One of the more established firms is Irelandia, an aviation-focused vehicle of the family of the GPA and Ryanair founder Tony. It was founded in the early 1990s by the middle of his three sons, Declan.
Elswhere, down the street from Pageant on Fitzwilliam Place is Shannonbridge Investments, a vehicle owned by brothers Greg, Mark and Niall Turley after they made about €200 million from the sale of car rental technology company Cartrawler between 2011 and 2014.
There is a saying in this sector that if you’ve met one family office, you’ve met one family office. Each one is different
Kingspan founder Eugene Murtagh’s family has long managed investments through a company called Carraig Capital, where tax expert Eugene McQuillan is a director. Paul, one of Murtagh’s sons and a former investment banker with Merrill Lynch, heads the family-owned scientific industries company Tibidabo.
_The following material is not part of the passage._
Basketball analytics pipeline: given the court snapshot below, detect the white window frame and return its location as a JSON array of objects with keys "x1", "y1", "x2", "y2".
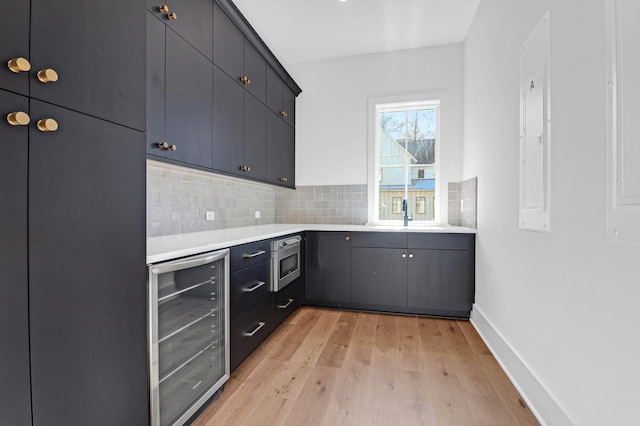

Other firms include Kellysan Enterprises, the vehicle of businessman Noel Kelly, a former executive and shareholder of engineering and construction company Kentz, who made tens of millions of euro selling shares between its 2007 IPO and subsequent sale seven years later; Killeen Group, owned by the Mahony family behind the Irish Toyota and Lexus franchise; and Volnay, set up by the late green energy entrepreneur Eddie O’Connor, founder of Airtricity and Mainstream Renewable Power.
Billionaire businessman JP McManus, meanwhile, has based his family office, Liberties Strategic Services, in Geneva.
Family factions
Most single-family offices ultimately become multifamily offices as assets are passed down through generations. “That requires a huge amount of structuring and drawing-up of charters,” said Rogers. “Different generations would have different investment appetites and needs.”
The Guinnesses offer a cautionary tale. Four generations after Iveagh Trustees was set up, the family office was disbanded in 2005, after a series of disagreements between factions of about 75 family members over how it should be run.
A chunk of the money found its way to a UK hedge funds specialist, Arundel Partners, which would be renamed Arundel Iveagh and, subsequently, in 2007, just Iveagh Ltd.
The business was sold on 10 years ago – resulting in the Iveagh name vanishing from the investment world.